Tech stocks are getting crushed

Worried nervous traderA trader reacts as he watches screens on the floor of the New York Stock Exchange in New YorkReuters/Brendan McDermid

Stocks fell Wednesday as corporate earnings season failed to calm nerves about rising rates and the prospect of slowing economic growth around the world.

Technology companies were among the biggest losers, with the Nasdaq composite down 1.7%. Even after reporting a jump in subscribers last week, Netflix (-4.5%) was pulled down by the broader sell-off. Semiconductor companies, including AMD (-5.8%) and Nvidia (-4.2%), were also sharply lower.

The Dow Jones industrial average shed 0.5%, or more than 100 points. The S&P 500 lost 0.9% and was on track for its sixth straight day of losses.

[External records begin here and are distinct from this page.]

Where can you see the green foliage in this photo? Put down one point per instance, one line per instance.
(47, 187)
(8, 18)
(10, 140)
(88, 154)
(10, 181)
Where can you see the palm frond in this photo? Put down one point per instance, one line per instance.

A combination of worries have weighed on Wall Street this month, with some concerned the Federal Reserve could raise borrowing rates at a pace that may become slightly restrictive in order to to keep inflation in check.

Adding to concerns, China reported last week that economic growth fell to the lowest level in a decade in the third quarter. The Shanghai composite was able to close 0.33% higher, however, after finding some relief in government promises to help prop up equities.

Jason Draho, head of American asset allocation at UBS, said signs of slowing demand in financial reports could weigh on sentiment in the US. Microsoft, Ford and Tesla are set to report after the bell.

"Overall, earnings results are good, but pockets of results, such as those in the Industrials sector, show the impact of tariffs and the slowdown in global trade," Draho said.

Boeing offered the Dow some relief Wednesday, jumping more than 3% after posting third-quarter earnings that beat analyst expectations and raising annual guidance. Other industrial companies had dimmed their profit outlook for the year a day earlier, with Caterpillar warning Chinese tariffs would push up its costs.

"Market technicals are showing signs of improving, with fewer stocks reaching 4-week lows yesterday and weak market depth of trading activity likely close to a bottom," Draho added.

"Technicals will likely have to stabilize before the market reaches a bottom and can start grinding higher on good fundamentals."